No slides this class. Come ready to interact in breakout sessions!

Post-Class

Please fill out the following survey and we will discuss the results during the next lecture. All responses will be anonymous.

  • Clearest Point: What was the most clear part of the lecture?
  • Muddiest Point: What was the most unclear part of the lecture to you?
  • Anything Else: Is there something you’d like me to know?

https://forms.gle/4tVx1mL7SzQx7MCu5

Muddiest Points and Messages

There seemed to be an equal split between people saying that pivoting, data cleaning, and ggplots are muddy and people saying they are clear! Well, I expected it all to be muddy so I’m glad at least some people are feeling ok about these things.

For those of you who are still feeling muddy about pivots, data cleaning examples, and ggplot, know that these things take practice. We just don’t have enough time to spend as much time on them as I would like. I tried to make the homework give you practice with pivoting and ggplot a bit. I will also keep trying to go through examples when I can fit it in. We will leave these topics mostly behind the next couple classes as we tackle functions and iteration over lists and data, but when we talk about statistical modeling I will bring in more about pivoting data before data analysis. I will use ggplot examples when I can as well.

use of “.x”

Another item that was both muddy and clear. I hope this will make more sense when we talk about functions this week!

I tried to duplicate the merging of the mouse data sets by first using pivot_longer on the 3 time point data sets, but I struggled.

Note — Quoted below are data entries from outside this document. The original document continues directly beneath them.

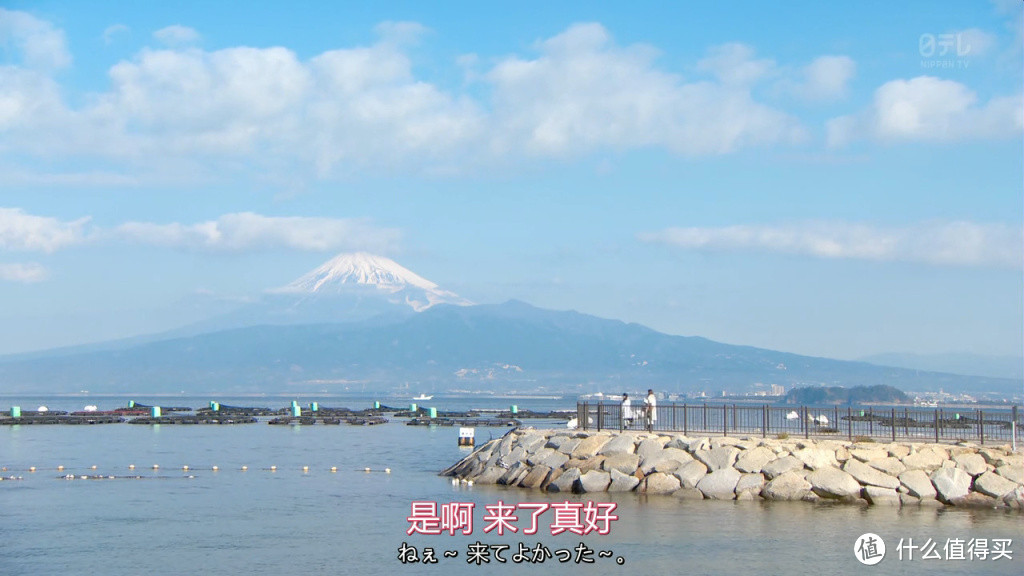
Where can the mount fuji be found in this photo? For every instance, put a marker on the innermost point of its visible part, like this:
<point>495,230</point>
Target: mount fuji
<point>346,274</point>
<point>349,287</point>
<point>366,321</point>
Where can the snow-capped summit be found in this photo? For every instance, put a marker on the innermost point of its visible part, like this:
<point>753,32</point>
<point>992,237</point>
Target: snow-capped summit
<point>351,273</point>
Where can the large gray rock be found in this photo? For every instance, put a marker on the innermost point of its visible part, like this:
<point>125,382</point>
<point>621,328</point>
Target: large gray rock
<point>817,458</point>
<point>993,456</point>
<point>787,486</point>
<point>688,494</point>
<point>622,444</point>
<point>650,446</point>
<point>867,476</point>
<point>750,484</point>
<point>626,463</point>
<point>489,476</point>
<point>660,483</point>
<point>882,496</point>
<point>1015,499</point>
<point>514,474</point>
<point>531,442</point>
<point>569,445</point>
<point>681,443</point>
<point>834,483</point>
<point>927,459</point>
<point>505,446</point>
<point>720,485</point>
<point>536,477</point>
<point>565,482</point>
<point>720,441</point>
<point>993,485</point>
<point>594,481</point>
<point>585,465</point>
<point>516,455</point>
<point>622,482</point>
<point>550,458</point>
<point>973,464</point>
<point>889,464</point>
<point>555,442</point>
<point>918,484</point>
<point>589,447</point>
<point>868,454</point>
<point>976,500</point>
<point>1012,472</point>
<point>665,460</point>
<point>781,465</point>
<point>689,474</point>
<point>753,460</point>
<point>718,458</point>
<point>950,484</point>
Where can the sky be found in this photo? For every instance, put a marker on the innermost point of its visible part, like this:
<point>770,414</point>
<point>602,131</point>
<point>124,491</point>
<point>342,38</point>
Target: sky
<point>822,178</point>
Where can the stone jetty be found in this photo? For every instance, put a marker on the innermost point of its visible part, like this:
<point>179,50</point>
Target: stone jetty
<point>750,467</point>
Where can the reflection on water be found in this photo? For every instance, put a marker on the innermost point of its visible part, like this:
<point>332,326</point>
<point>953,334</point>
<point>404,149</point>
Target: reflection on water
<point>262,522</point>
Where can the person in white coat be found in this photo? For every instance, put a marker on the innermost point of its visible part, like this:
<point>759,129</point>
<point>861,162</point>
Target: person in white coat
<point>650,409</point>
<point>627,411</point>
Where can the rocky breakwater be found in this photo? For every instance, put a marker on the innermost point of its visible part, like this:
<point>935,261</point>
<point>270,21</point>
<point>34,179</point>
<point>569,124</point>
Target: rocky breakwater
<point>748,468</point>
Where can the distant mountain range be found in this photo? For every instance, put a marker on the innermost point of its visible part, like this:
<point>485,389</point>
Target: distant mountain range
<point>968,364</point>
<point>380,326</point>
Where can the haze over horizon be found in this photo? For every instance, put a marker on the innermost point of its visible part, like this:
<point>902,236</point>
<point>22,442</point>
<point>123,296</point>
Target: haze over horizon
<point>854,193</point>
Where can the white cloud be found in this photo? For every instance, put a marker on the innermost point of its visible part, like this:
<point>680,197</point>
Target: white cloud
<point>976,42</point>
<point>184,112</point>
<point>40,44</point>
<point>824,79</point>
<point>585,92</point>
<point>734,65</point>
<point>231,233</point>
<point>929,109</point>
<point>176,35</point>
<point>23,273</point>
<point>22,232</point>
<point>114,30</point>
<point>957,243</point>
<point>247,232</point>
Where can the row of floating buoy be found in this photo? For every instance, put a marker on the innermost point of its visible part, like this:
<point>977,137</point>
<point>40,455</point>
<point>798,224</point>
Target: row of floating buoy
<point>272,468</point>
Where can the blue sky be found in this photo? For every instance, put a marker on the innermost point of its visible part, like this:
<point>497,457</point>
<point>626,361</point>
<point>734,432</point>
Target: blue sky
<point>827,179</point>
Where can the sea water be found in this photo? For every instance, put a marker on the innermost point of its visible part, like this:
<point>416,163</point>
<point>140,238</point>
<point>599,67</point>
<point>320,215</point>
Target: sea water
<point>171,521</point>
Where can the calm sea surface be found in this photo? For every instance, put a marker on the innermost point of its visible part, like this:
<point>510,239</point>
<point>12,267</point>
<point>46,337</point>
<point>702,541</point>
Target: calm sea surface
<point>262,522</point>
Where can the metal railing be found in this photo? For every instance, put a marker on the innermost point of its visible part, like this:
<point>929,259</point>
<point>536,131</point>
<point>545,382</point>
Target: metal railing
<point>919,424</point>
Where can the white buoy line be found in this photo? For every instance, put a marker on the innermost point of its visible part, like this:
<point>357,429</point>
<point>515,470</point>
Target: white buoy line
<point>157,468</point>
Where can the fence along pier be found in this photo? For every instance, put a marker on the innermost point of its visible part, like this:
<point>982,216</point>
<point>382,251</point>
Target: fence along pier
<point>920,424</point>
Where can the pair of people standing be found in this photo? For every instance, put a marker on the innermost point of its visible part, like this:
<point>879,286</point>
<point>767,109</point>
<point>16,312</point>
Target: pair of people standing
<point>649,410</point>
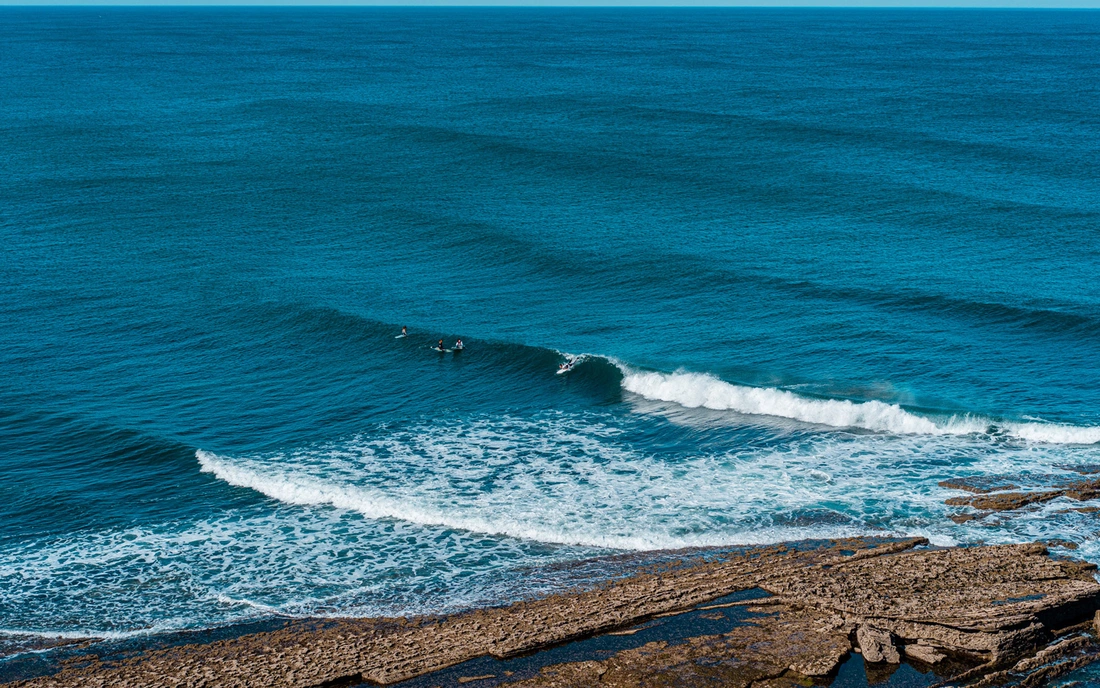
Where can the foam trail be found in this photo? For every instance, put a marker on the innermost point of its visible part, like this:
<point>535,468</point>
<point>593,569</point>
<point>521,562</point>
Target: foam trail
<point>296,488</point>
<point>699,390</point>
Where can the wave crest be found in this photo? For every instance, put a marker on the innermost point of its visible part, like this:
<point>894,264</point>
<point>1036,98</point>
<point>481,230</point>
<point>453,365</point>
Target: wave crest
<point>701,390</point>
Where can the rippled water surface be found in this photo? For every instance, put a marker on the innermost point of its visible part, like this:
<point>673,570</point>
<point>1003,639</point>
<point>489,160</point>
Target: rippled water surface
<point>813,262</point>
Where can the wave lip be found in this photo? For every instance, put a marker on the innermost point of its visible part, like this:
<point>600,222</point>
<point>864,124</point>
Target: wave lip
<point>700,390</point>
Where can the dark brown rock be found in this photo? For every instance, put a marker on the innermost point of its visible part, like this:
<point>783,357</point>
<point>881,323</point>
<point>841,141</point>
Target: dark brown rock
<point>877,645</point>
<point>996,604</point>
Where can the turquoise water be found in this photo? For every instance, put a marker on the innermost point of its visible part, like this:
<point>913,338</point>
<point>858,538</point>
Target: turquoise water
<point>814,262</point>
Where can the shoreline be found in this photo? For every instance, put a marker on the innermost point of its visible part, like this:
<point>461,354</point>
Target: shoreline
<point>787,614</point>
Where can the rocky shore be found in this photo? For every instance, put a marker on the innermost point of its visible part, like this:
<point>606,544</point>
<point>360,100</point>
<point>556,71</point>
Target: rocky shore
<point>981,615</point>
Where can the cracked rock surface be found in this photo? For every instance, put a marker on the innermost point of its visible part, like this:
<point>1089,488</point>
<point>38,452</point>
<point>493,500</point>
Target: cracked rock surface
<point>993,605</point>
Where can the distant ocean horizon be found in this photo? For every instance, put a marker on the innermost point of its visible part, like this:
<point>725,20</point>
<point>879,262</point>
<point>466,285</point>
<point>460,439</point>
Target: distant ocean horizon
<point>810,263</point>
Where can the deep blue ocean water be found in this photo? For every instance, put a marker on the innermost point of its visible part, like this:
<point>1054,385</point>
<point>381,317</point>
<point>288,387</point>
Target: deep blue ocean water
<point>814,262</point>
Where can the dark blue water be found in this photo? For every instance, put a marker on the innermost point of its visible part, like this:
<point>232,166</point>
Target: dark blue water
<point>816,261</point>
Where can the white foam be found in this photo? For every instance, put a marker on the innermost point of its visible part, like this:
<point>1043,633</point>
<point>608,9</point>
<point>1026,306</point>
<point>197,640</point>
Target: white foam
<point>699,390</point>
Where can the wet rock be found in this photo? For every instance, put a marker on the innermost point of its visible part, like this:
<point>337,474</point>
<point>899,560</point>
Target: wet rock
<point>924,653</point>
<point>996,604</point>
<point>1080,490</point>
<point>877,645</point>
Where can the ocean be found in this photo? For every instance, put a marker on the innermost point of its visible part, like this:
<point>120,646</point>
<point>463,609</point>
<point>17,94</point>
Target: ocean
<point>811,262</point>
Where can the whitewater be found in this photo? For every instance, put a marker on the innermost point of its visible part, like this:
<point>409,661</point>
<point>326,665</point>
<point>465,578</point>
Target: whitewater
<point>823,263</point>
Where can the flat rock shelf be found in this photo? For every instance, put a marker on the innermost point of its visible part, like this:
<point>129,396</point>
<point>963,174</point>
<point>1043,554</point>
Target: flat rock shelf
<point>762,616</point>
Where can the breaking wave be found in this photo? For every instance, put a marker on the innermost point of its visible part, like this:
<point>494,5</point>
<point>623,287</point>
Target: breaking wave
<point>700,390</point>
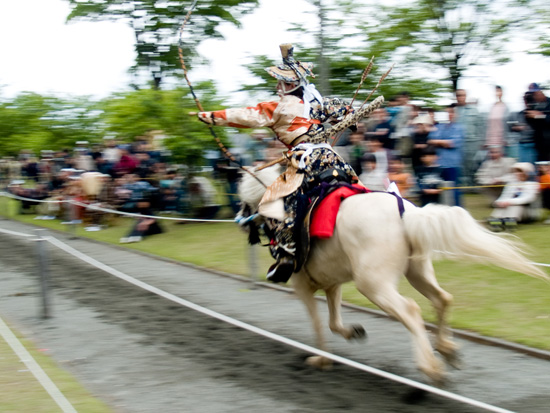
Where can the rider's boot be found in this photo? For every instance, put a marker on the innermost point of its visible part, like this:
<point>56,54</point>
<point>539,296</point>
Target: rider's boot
<point>282,270</point>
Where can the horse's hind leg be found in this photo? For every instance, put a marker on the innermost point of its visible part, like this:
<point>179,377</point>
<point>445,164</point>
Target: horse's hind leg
<point>421,275</point>
<point>382,291</point>
<point>334,302</point>
<point>306,292</point>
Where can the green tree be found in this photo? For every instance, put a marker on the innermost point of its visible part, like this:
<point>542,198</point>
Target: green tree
<point>34,122</point>
<point>443,38</point>
<point>156,24</point>
<point>134,114</point>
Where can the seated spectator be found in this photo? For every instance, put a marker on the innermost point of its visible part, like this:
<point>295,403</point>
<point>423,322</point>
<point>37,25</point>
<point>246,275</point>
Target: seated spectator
<point>400,176</point>
<point>495,170</point>
<point>544,180</point>
<point>203,198</point>
<point>429,177</point>
<point>29,194</point>
<point>517,201</point>
<point>382,155</point>
<point>133,190</point>
<point>143,227</point>
<point>373,178</point>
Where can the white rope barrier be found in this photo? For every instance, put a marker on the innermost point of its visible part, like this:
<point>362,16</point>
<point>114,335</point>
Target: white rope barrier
<point>304,347</point>
<point>270,335</point>
<point>109,211</point>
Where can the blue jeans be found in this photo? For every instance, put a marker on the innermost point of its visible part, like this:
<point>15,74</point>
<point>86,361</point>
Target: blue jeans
<point>452,174</point>
<point>527,152</point>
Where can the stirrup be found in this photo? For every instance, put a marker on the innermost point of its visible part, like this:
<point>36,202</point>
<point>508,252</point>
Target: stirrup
<point>281,271</point>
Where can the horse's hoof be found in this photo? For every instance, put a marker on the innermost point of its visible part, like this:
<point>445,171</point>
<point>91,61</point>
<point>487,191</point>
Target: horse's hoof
<point>319,362</point>
<point>453,359</point>
<point>357,332</point>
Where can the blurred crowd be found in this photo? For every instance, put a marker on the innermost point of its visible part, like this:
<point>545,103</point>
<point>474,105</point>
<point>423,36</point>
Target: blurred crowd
<point>502,154</point>
<point>430,156</point>
<point>132,178</point>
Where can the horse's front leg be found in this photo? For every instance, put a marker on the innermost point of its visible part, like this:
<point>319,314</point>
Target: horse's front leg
<point>334,302</point>
<point>422,277</point>
<point>306,292</point>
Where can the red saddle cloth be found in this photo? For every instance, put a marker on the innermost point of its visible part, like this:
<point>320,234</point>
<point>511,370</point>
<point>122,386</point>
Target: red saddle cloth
<point>324,215</point>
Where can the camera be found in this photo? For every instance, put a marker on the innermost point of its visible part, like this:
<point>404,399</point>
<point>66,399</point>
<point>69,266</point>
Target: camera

Do you mean you were trying to pivot each of the time point data sets first, and then bind_rows() them together? This should work, though because you have different numbers of biomarker columns depending on which time point data you are working with, this will take some extra consideration and double checking. It’s probably a bit easier to get things jumbled up this way. That’s one reason why I pivoted after binding them, so I would only have to pivot once. If you pivoted the exact same way, like this for example, it should work to bind them together:

mouse_tp1 <- mouse_tp1 %>%
  pivot_longer(cols = starts_with("normalized"),
              names_to = "biomarker_type",
              values_to = "biomarker_value")
mouse_tp2 <- mouse_tp2 %>%
  pivot_longer(cols = starts_with("normalized"),
              names_to = "biomarker_type",
              values_to = "biomarker_value")
mouse_tp3 <- mouse_tp3 %>%
  pivot_longer(cols = starts_with("normalized"),
              names_to = "biomarker_type",
              values_to = "biomarker_value")

colnames(mouse_tp2) <- str_replace(colnames(mouse_tp2), "_ng", "_pg")

mouse_tp <- bind_rows("tp1" = mouse_tp1, 
                      "tp2" = mouse_tp2,
                      "tp3" = mouse_tp3,
                      .id = "time")

For new tools such as fct_reorder, please provide a written explanation–this helps when reviewing the lecture materials later on.

Thanks I will try to add more comments!

Could we know the requirements about the final project this week?

I’m still thinking about this, so not this week but I will try for next week!